Step 3 -- Write tests

Create test/dataset/test_pandaset.py. Use tmp_path to build a minimal mock tree:

import numpy as np
import pytest
from apairo.dataset.pandaset import PandaSetDataset

N = 40

@pytest.fixture
def pandaset_root(tmp_path):
    for seq in ["001", "002"]:
        (tmp_path / seq / "lidar").mkdir(parents=True)
        for i in range(3):
            np.random.rand(N, 4).astype(np.float32).tofile(
                tmp_path / seq / "lidar" / f"{i:06d}.bin"
            )
    return tmp_path

def test_len(pandaset_root):
    ds = PandaSetDataset(pandaset_root, keys=["lidar"])
    assert len(ds) == 6   # 2 seqs x 3 frames

def test_getitem_shape(pandaset_root):
    ds = PandaSetDataset(pandaset_root, keys=["lidar"])
    sample = ds[0]
    assert sample.data["lidar"].shape == (N, 4)

def test_available_keys():
    assert PandaSetDataset.available_keys == frozenset({"lidar", "camera"})

Derived key support

Derived keys (preprocessed outputs) work automatically for any ProfiledDataset subclass. The derived_path() method generates the correct output path by replacing the modality component in an existing file path.

PandaSetDataset.run_preprocess(MyPreprocessor(), "/data/pandaset")

ds = PandaSetDataset("/data/pandaset", keys=["lidar", "my_output"])

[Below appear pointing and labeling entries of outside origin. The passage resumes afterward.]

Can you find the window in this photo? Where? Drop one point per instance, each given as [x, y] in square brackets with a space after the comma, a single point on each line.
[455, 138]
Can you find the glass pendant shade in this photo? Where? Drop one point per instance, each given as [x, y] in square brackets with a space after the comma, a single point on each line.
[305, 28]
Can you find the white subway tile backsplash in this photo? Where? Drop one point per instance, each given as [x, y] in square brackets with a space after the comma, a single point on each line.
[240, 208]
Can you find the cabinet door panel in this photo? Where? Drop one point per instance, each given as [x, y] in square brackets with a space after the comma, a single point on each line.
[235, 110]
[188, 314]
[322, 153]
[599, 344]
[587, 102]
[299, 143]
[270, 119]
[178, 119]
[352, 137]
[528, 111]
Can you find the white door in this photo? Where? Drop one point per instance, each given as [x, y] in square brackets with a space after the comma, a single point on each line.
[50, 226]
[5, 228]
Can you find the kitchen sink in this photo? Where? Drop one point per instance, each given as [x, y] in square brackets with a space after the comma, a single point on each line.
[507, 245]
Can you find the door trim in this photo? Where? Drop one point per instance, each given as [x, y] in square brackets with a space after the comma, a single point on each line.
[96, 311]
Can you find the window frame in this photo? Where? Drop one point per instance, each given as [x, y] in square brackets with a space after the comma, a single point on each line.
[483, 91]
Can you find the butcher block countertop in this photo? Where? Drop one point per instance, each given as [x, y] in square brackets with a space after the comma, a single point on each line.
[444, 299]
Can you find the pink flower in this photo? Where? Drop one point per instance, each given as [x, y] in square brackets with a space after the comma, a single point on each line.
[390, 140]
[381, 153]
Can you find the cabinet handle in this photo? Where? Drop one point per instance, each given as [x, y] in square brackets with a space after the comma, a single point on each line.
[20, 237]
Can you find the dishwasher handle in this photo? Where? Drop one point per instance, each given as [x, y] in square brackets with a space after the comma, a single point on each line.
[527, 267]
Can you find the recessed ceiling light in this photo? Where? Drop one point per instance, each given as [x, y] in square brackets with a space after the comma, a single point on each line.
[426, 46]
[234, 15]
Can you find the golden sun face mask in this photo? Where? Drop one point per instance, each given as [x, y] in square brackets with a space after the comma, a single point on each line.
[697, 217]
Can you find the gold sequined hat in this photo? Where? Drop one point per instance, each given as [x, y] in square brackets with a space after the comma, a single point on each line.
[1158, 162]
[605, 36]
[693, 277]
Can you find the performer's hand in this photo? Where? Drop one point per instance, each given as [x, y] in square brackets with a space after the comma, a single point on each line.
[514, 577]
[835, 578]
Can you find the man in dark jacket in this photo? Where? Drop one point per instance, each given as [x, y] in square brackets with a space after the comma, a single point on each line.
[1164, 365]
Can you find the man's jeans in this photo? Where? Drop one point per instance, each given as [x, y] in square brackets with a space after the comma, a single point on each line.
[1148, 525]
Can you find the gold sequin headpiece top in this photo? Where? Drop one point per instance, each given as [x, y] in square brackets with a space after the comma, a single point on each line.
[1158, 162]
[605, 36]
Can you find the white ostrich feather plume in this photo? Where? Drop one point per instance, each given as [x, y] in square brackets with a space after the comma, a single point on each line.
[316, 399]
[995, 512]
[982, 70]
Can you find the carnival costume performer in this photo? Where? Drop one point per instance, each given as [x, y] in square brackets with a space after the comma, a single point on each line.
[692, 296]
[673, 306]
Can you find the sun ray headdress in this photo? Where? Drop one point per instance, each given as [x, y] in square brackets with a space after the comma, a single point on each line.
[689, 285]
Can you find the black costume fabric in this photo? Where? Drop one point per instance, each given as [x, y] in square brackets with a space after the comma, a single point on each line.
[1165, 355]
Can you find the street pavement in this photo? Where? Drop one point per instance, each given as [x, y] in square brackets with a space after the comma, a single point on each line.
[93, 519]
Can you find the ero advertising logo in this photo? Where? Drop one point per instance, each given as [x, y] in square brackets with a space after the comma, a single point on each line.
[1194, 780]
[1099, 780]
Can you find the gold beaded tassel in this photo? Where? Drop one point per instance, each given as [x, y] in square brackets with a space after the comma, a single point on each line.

No extra code needed in your subclass.


When to extend SynchronousDataset directly

Use a direct SynchronousDataset subclass (instead of ProfiledDataset) only when:

  • The directory structure is too irregular to describe with the layer DSL
  • You need custom loading logic per frame that cannot be expressed with dtype/reshape/mask

In that case, implement __len__, __getitem__, __iter__, __next__, and override derived_path() and _seq_root() as needed. See apairo/dataset/goose/dataset.py (the pre-refactor version in git history) as a reference.